Guangya Expo showcased not only technological advancements but also a complete reshaping of the industry’s logic. If past lighting exhibitions focused on selling “light sources,” the 2026 event signaled a comprehensive shift toward selling “data” and “services.”
The following are the three definitive trends in the lighting industry for 2026:

At this year’s exhibition, AI is no longer a mere gimmick attached to smart lighting—it has become the absolute core. The event featured its first-ever AI Lighting Ecosystem Pavilion, marking the industry’s official shift from “passive response” to “active thinking.”
In the past, when we talked about “smart,” we meant “dimming via a mobile app”; this year, “smart” refers to system-level autonomous decision-making.
Take FSL as an example: its newly launched “Guang Xiaoming AI” has already achieved the shift from “people adapting to lights” to “lights adapting to people.” Meanwhile, HPWINNER’s debut of its urban lighting AI agent has broken away from the traditional model of streetlights passively receiving commands, achieving integrated data-driven operations, maintenance, and emergency response.
When lighting fixtures possess a “brain,” complex interactions between light and color, combined with sensor fusion, become the norm. This places exponentially greater demands on testing the color consistency of lighting products and the precision of sensor responses. Future testing will not only measure brightness but also assess “intelligence.”
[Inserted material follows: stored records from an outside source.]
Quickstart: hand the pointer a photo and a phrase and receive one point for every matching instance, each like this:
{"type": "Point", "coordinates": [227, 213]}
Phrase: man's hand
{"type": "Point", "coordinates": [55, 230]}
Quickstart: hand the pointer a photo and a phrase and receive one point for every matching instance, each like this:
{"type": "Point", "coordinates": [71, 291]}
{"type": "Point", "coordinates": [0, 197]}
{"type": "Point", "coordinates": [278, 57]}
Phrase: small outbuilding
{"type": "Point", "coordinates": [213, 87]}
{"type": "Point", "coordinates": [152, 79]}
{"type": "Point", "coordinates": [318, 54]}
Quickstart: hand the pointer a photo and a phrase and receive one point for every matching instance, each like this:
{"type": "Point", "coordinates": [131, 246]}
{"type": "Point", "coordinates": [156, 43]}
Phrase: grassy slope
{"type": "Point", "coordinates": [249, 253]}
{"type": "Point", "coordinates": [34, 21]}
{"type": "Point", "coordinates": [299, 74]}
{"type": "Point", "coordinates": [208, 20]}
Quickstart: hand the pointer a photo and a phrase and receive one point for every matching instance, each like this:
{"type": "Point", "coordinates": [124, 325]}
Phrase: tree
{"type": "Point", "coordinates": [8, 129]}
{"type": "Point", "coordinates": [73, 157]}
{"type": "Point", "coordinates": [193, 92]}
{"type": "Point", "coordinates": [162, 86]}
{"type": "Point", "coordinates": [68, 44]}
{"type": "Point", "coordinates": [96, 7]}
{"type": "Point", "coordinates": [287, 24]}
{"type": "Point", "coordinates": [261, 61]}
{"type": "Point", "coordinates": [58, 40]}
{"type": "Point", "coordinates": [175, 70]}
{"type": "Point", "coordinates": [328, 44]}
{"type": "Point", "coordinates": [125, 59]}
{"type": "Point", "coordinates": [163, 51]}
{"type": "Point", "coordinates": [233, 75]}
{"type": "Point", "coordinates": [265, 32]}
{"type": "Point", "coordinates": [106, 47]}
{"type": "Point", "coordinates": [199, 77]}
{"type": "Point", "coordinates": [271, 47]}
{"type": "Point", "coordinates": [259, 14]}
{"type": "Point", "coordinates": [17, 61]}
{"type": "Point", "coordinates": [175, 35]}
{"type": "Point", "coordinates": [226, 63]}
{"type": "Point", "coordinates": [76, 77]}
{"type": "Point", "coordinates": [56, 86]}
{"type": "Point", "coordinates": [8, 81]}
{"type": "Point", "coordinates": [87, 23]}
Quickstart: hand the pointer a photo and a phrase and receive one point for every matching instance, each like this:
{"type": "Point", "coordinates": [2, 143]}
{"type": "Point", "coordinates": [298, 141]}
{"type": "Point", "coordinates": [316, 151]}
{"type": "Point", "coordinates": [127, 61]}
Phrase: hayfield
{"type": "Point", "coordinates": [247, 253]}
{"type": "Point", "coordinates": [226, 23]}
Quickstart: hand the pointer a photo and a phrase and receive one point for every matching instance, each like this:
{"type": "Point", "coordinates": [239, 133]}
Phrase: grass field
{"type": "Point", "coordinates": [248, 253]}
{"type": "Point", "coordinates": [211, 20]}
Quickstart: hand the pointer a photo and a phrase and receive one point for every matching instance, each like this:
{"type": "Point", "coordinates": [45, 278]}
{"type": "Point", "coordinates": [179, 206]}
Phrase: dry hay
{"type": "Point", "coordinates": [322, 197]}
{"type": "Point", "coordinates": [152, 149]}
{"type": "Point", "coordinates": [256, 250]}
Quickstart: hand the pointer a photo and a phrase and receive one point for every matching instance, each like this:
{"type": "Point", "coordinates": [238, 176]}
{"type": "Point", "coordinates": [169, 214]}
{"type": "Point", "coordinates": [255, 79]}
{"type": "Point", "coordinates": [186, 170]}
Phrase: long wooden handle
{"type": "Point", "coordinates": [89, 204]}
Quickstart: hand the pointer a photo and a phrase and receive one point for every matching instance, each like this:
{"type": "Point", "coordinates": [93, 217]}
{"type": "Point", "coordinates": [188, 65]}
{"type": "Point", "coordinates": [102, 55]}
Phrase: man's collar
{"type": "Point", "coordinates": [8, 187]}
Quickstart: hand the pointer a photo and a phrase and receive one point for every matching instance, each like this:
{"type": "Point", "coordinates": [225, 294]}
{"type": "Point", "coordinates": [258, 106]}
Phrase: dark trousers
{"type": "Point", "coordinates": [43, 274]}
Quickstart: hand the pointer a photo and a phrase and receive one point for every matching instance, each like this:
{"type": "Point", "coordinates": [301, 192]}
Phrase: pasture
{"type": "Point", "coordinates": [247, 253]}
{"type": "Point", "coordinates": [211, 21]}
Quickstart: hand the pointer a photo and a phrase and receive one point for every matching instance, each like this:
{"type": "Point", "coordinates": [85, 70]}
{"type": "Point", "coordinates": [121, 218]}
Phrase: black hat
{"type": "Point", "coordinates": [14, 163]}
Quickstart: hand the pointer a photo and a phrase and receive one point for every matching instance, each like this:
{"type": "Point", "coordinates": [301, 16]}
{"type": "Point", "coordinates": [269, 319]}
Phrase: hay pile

The term “full spectrum” has been popular for years, but in 2026, healthy lighting truly moved from a concept to “verifiable, evidence-based design.”
With the advancement of the “Healthy China 2030” strategy, lighting companies are no longer merely talking about “simulating sunlight”; instead, they are presenting concrete physiological data.
Upstream companies such as Xuyu Optoelectronics showcased specialized spectra designed to alleviate visual fatigue and regulate circadian rhythms; PAK demonstrated a circadian dimming system integrated with the HarmonyOS ecosystem, allowing color temperature and brightness to adapt to the human body’s natural rhythms.
Age-Friendly Lighting: FSL’s “Light Health + AI Monitoring” system even uses spectral light to detect falls and provide heart rate alerts, transforming lighting fixtures into guardians of household health.
With “light health” becoming a basic necessity, a light source’s spectral power distribution (SPD), color rendering index (Ra/Rf), and circadian stimulation index (CLA) have become key metrics for evaluating product value.

The biggest curatorial revolution at this year’s exhibition lies in “product scenarization and industrial ecologization.” The attribute of lighting fixtures as standalone products has been downplayed, replaced by “light recipes” tailored to specific scenarios.
Smart Agriculture: The Bio-Optics and Smart Agriculture Zone brought “plant factories” into the exhibition hall. Companies such as APT Electronics showcased customized “light recipes” for different crops, using precise spectra (such as 660nm deep red light and 450nm blue light) to regulate plant morphology—driven by an extreme pursuit of photosynthetic photon flux density (PPFD).
Commercial Empowerment: Commercial lighting has evolved into an “emotional engine.” For different product categories—such as apparel and fresh produce—lighting solutions use metamerism technology to make products appear at their most “vibrant” under the lights.
Invisible services are the biggest business opportunity of the future.
At the 2026 Guangzhou Lighting Fair, 2,802 exhibitors collectively confirmed one fact: the boundaries of the lighting industry are dissolving.
As lighting learns to “think,” prioritize health, and even grow food, lighting companies are no longer selling just LEDs and housings—they are now providing data services, health solutions, and agricultural yields.